Can't speak for JFMS but the 1TB to 1TB should work with WinMFS and the docking stations. I use cheap IDE/SATA to USB cables for all of my imaging work. If you aren't trying to save recordings, why not just burn a new image to the drive and expand? A virgin (160GB) image is available if you check the "Need an Image" thread in this forum.


----------



## evanborkow (Mar 17, 2008)

lillevig said:


> Can't speak for JFMS but the 1TB to 1TB should work with WinMFS and the docking stations. I use cheap IDE/SATA to USB cables for all of my imaging work. If you aren't trying to save recordings, why not just burn a new image to the drive and expand? A virgin (160GB) image is available if you check the "Need an Image" thread in this forum.


Thx lillevig. I don't need an image as I still have the original drive but I do want to transfer the recordings that are on the 1TB drive.


----------



## unitron (Apr 28, 2006)

evanborkow said:


> I have a Tivo HD upgraded with a 1TB hdd using WinMFS and a dual docking station. Am I correct in my understanding that I can copy the 1TB drive onto a 2TB drive using JMFS but not with the dual docking station? Can I use two sata to usb adapters since my slim form desktop does not have any available sata ports?
> 
> If I chose to stick with 1TB, can I use the dual docking station and WinMFS to copy the old 1TB drive onto a new 1TB drive?
> 
> TIA for any info.


Do you still have the original 160GB drive, or another drive that's not formatted or which can be "unformatted" without losing any important data?

The idea is to put 2 drives in that dual docking station, neither of them with PC/DOS/Windows type formatting on them (although TiVo formatting is fine) and see if WinMFS can see both drives.

If so, there may be a work around if you don't already have money sunk into SATA to USB adapaters.


----------



## evanborkow (Mar 17, 2008)

unitron said:


> Do you still have the original 160GB drive, or another drive that's not formatted or which can be "unformatted" without losing any important data?
> 
> The idea is to put 2 drives in that dual docking station, neither of them with PC/DOS/Windows type formatting on them (although TiVo formatting is fine) and see if WinMFS can see both drives.
> 
> If so, there may be a work around if you don't already have money sunk into SATA to USB adapaters.

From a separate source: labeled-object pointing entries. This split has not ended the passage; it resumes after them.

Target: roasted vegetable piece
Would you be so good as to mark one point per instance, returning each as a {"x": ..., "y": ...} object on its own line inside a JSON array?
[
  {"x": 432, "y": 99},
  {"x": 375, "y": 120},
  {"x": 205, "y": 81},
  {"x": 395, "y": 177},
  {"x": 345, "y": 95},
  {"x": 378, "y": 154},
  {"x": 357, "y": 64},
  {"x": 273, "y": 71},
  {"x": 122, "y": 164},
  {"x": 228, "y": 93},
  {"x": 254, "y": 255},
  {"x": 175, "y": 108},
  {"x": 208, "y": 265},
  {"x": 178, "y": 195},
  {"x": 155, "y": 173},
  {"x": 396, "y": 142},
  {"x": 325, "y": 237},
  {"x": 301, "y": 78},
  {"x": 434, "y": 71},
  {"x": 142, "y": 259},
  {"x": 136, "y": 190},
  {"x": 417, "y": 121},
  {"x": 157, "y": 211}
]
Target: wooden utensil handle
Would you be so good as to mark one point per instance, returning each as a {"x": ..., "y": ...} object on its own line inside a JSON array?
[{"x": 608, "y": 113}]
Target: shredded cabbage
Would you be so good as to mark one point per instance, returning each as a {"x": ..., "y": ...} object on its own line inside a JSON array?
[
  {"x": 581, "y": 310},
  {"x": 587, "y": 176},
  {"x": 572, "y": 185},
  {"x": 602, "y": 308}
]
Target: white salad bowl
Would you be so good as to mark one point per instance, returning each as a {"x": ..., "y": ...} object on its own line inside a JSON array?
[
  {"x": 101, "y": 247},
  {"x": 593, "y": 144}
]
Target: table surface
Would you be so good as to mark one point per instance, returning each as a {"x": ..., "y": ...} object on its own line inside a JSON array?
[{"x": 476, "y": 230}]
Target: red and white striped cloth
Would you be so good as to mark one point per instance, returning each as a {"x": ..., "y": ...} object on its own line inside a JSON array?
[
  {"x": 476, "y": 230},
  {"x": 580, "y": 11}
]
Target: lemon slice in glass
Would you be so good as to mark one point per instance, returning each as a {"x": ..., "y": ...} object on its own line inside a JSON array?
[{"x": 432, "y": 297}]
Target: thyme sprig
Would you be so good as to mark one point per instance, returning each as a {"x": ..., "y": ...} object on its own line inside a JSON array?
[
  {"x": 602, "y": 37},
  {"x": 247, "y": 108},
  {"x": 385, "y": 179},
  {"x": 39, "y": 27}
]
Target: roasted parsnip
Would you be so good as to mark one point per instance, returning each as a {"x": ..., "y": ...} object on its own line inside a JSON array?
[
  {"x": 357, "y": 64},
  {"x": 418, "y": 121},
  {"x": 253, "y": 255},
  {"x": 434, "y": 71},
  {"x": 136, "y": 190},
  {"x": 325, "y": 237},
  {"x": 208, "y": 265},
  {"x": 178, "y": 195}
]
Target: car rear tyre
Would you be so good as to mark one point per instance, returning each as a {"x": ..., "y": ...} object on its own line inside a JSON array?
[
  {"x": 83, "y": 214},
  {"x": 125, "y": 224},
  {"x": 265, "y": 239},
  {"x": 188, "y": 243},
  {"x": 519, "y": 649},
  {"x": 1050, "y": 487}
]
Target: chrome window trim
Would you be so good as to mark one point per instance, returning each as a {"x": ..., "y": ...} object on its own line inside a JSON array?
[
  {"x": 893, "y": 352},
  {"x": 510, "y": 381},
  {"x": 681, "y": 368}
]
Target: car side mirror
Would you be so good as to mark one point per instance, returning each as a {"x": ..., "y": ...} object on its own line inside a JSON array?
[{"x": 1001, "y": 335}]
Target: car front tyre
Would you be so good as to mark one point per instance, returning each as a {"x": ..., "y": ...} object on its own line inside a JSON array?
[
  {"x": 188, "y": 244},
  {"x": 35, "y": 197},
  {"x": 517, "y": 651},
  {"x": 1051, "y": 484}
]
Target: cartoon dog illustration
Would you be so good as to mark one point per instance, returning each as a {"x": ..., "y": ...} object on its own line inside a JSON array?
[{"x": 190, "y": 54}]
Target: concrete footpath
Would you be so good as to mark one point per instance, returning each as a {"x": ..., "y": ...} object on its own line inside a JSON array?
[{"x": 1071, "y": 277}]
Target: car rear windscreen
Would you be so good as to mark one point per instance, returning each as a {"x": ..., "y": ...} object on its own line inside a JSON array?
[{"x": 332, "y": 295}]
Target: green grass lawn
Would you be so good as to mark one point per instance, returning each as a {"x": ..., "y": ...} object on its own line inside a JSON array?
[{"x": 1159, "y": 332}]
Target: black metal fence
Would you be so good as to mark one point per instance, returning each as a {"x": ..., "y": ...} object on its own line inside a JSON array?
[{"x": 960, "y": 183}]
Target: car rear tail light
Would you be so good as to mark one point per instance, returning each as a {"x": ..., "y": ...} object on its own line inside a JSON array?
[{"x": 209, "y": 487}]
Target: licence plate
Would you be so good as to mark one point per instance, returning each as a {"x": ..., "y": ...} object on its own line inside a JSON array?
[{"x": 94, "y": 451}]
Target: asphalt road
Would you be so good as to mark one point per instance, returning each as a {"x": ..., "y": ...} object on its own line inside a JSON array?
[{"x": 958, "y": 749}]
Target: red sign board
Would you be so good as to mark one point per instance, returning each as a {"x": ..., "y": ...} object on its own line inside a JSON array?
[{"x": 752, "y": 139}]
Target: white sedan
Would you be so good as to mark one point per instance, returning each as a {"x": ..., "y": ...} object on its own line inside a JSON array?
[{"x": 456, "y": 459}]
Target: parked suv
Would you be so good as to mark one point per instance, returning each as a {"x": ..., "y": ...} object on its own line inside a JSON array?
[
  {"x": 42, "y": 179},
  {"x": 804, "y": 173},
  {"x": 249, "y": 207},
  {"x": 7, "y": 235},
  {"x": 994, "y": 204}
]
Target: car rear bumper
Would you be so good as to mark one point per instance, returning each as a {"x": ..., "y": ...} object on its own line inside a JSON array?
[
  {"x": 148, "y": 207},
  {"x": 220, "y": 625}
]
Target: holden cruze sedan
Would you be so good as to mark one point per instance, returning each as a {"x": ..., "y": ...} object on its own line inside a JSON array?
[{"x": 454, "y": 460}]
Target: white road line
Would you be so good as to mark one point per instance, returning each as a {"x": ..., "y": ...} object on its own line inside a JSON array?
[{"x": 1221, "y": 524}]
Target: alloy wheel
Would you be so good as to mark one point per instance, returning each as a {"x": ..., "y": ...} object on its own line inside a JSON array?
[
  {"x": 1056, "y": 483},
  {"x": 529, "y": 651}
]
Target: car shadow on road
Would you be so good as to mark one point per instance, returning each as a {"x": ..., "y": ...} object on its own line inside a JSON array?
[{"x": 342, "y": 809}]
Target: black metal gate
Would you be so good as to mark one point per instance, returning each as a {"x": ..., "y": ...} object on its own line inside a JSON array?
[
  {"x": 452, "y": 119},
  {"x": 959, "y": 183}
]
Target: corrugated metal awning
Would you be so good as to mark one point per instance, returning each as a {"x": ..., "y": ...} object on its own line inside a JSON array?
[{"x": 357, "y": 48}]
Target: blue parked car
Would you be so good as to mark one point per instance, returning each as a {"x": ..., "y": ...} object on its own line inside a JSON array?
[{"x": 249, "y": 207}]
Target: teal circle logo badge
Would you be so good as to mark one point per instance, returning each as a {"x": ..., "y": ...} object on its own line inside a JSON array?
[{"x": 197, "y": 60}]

Unitron, I have been hopefully waiting for your always helpful input.

I do have the original drive from which I copied the software to the current 1TB drive using the dual docking station and WinMSF.

I also read, with great interest, Lussie's post and your reply in the Series 3 upgrade sticky which leads me to believe that I can use the docking station, WinMFS, and JMFS to upgrade from the 1TB drive to a new 2TB drive(which I don't have yet).

Any additional thoughts or suggestions you might have would be appreciated.


----------



## unitron (Apr 28, 2006)

evanborkow said:


> Unitron, I have been hopefully waiting for your always helpful input.
> 
> I do have the original drive from which I copied the software to the current 1TB drive using the dual docking station and WinMSF.
> 
> ...


I haven't personally played with any of those dual drive/one USB plug setups, but if WinMFS can see both drives, but jmfs can't, then you could try using mfscopy to go from the 1TB to say a 2TB, see if WinMFS offers to expand.

If it does, try it, you have nothing to lose but the time necessary to do the copy all over again.

If you upgraded from the 160 to the 1TB, then the 3rd MFS pair have already been added, and all WinMFS could do is to actually expand an existing partition. I don't know if it can do that or not. If it can, and that fills up the 2TB, great, try it out, see if it works.

If not, then if it doesn't create a 16th, Apple Free partition to fill the rest of the space on the 2TB, you can shut down and then put only the 2TB in the dock and boot with the jmfs cd and see if it can see the drive and if so, see if you can get it to expand.

I think jmfs is supposed to have problems seeing both drives when they share a USB port.


----------



## evanborkow (Mar 17, 2008)

unitron said:


> I haven't personally played with any of those dual drive/one USB plug setups, but if WinMFS can see both drives, but jmfs can't, then you could try using mfscopy to go from the 1TB to say a 2TB, see if WinMFS offers to expand.
> 
> If it does, try it, you have nothing to lose but the time necessary to do the copy all over again.
> 
> ...


Sounds like a plan. Thx a lot; as always, you've been a great help.


----------